I will be on a farm surrounded by almond trees and heavy fog tomorrow night. New York, New York, I must leave you tomorrow for the holidays to be with family.

Like a kid I will listen to the cosmic alignment without trying to decode what it means.


~a.q.s.

7 responses to “Still Sundays”

  1. nayla says:

    To day it is all most three days that it has been raining and foggy on the westcoast…..but reading still Sundays gives me the nostalgia of the times lived in New York.First thing I check on sundays is to read it and feel the energy and emotions which your words are capable of …..amazing how words appear to be almost like living human beings,depending on the writers own inner energy..beautiful expression of feelings with right choice of words make it so unique.

  2. Miriam says:

    “We can only know another to the extent we understand ourselves.”

    This is so true and deeply meaningful, deserving of much contemplation. All the things I love in another I must, then, love in myself. All that I reject in another, I must know, therefore, must know within myself. All that I understand, I understand through knowing myself. And all that I can not understand, merely what I have yet to come to terms with in my being.

    When I feel great love for another- I feel great love for myself- washed in the power of it and the feeling of being connected,. No love- no connection. No connection – no love.

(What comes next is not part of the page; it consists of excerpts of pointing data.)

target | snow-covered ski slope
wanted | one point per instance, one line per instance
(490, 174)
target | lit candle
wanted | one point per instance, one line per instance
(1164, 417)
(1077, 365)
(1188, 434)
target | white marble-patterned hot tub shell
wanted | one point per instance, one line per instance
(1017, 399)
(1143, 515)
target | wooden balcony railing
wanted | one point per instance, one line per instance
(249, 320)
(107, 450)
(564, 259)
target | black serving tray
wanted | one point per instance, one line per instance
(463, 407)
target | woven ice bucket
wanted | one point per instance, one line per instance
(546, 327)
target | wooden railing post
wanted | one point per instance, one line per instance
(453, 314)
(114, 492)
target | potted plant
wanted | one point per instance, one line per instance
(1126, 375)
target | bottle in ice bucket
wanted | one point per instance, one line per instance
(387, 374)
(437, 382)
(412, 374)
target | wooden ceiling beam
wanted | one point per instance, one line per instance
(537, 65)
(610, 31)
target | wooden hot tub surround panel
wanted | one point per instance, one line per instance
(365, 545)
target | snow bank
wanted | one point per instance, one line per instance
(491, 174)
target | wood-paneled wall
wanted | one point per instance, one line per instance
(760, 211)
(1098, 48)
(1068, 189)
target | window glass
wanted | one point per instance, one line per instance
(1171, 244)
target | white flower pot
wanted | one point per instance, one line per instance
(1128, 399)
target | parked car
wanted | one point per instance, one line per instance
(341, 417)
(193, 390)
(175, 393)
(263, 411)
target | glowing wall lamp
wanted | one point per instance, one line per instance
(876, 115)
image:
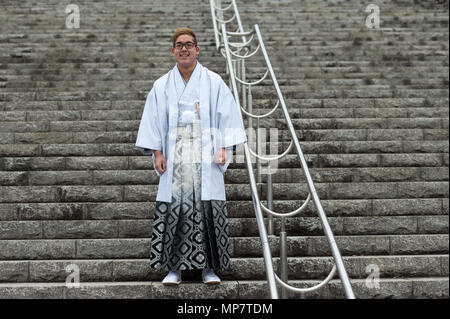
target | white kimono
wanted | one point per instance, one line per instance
(221, 125)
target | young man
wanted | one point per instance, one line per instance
(189, 125)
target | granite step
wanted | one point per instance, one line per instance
(238, 227)
(139, 248)
(123, 211)
(406, 288)
(120, 270)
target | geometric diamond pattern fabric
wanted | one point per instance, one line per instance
(189, 233)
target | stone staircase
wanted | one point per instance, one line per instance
(370, 108)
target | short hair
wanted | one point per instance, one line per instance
(181, 31)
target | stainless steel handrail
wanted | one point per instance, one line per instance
(258, 206)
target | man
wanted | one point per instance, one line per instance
(189, 125)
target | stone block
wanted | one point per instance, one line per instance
(36, 249)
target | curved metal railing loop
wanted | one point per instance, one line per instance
(253, 83)
(247, 55)
(241, 34)
(239, 45)
(309, 289)
(276, 157)
(222, 9)
(263, 115)
(226, 21)
(222, 51)
(235, 68)
(290, 214)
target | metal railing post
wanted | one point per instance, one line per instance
(329, 234)
(256, 201)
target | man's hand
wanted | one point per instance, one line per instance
(221, 156)
(160, 162)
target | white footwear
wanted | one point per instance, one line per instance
(209, 277)
(173, 278)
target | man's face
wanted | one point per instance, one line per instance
(185, 57)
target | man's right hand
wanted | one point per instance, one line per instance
(160, 162)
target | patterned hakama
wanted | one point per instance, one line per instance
(189, 233)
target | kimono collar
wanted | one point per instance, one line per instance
(180, 85)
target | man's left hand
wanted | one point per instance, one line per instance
(221, 156)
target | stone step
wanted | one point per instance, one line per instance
(385, 149)
(235, 209)
(238, 227)
(283, 191)
(54, 83)
(130, 125)
(298, 111)
(120, 270)
(232, 176)
(139, 248)
(307, 93)
(338, 108)
(406, 288)
(93, 137)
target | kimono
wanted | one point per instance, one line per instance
(190, 226)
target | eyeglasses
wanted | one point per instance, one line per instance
(188, 45)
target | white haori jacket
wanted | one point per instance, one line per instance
(221, 126)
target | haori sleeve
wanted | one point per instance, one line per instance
(229, 120)
(149, 133)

    Even the sadness I feel for another, I mourn deep within me.

    One.

  3. Citizen says:

    Its good that you can trace back to February of 2008. I wouldn’t have thought of it in relationship to December of 2010, but it makes an interesting perspective within my personal life, and I guess in some larger sense within my cosmological alignment of how things have played out since then. Though I am feeling anything nonaligned at the moment with particular circumstances in my life, at least now I know why…

    A great entry for another Still, and rainy, Sunday here in the Bay Area, aka Grey Area 😛

  4. Becky says:

    So needed to come here today — thank you.

  5. Vusi Sindane says:

    Thank you Annie.
    your work is easy on the eye.

  6. A pleasure as always Annie to stop by Still Sundays. Best of the holidays to you.